Quasi-eutectoid Ti–12Co–5Al and Ti–10Co–4Al alloys consist of an α-titanium solid solution matrix, a fine dispersion of intermetallic Ti 2Co particles—topologically closed packed CF96 structure, prototype: Ti 2Ni—in large volume fractions of about 30 and 22% and Ti 3Al ( α 2) precipitates. These alloys exhibit high flow stress of ≈900 MPa, high elastic stiffness of ≈130 GPa and sufficient fracture toughness K IC equal to 21–35 MPa m −0.5 at room temperature. Because of the effective particle reinforcement, these alloys show good creep properties up to 600°C. The microstructure of the α-Ti/Ti 2Co alloys is thermally stable and not sensitive to surface embrittlement due to α-case formation by oxygen penetration in contrast to high temperature resistant near α-titanium alloys.
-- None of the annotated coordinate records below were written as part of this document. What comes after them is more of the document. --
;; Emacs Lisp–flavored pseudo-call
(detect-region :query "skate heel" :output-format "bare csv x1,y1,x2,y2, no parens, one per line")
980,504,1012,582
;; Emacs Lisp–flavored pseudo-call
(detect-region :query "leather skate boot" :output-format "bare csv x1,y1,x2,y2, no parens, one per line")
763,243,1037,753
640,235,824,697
The creep properties of both alloys have been investigated in the temperature range of 500–700°C and in the strain rate range of 10 −7–10 −4 s −1. High threshold stresses and stress exponents n=8–10 and an activation energy for creep of ≈300 kJ mol −1 at temperatures up to 550°C are attributed to the strong dispersion strengthening effect caused by the high volume fraction of intermetallics. At 600 and 650°C, creep is controlled by dislocation climb (solid solution class II behavior) in the α-titanium matrix and the intermetallic Ti 2Co phase ( n=4–5). The activation energy of 305–410 kJ mol −1 is in between the values for self diffusion of titanium in the α-Ti(Al) solid solution and for chemical diffusion of Ti and Co in Ti 2Co.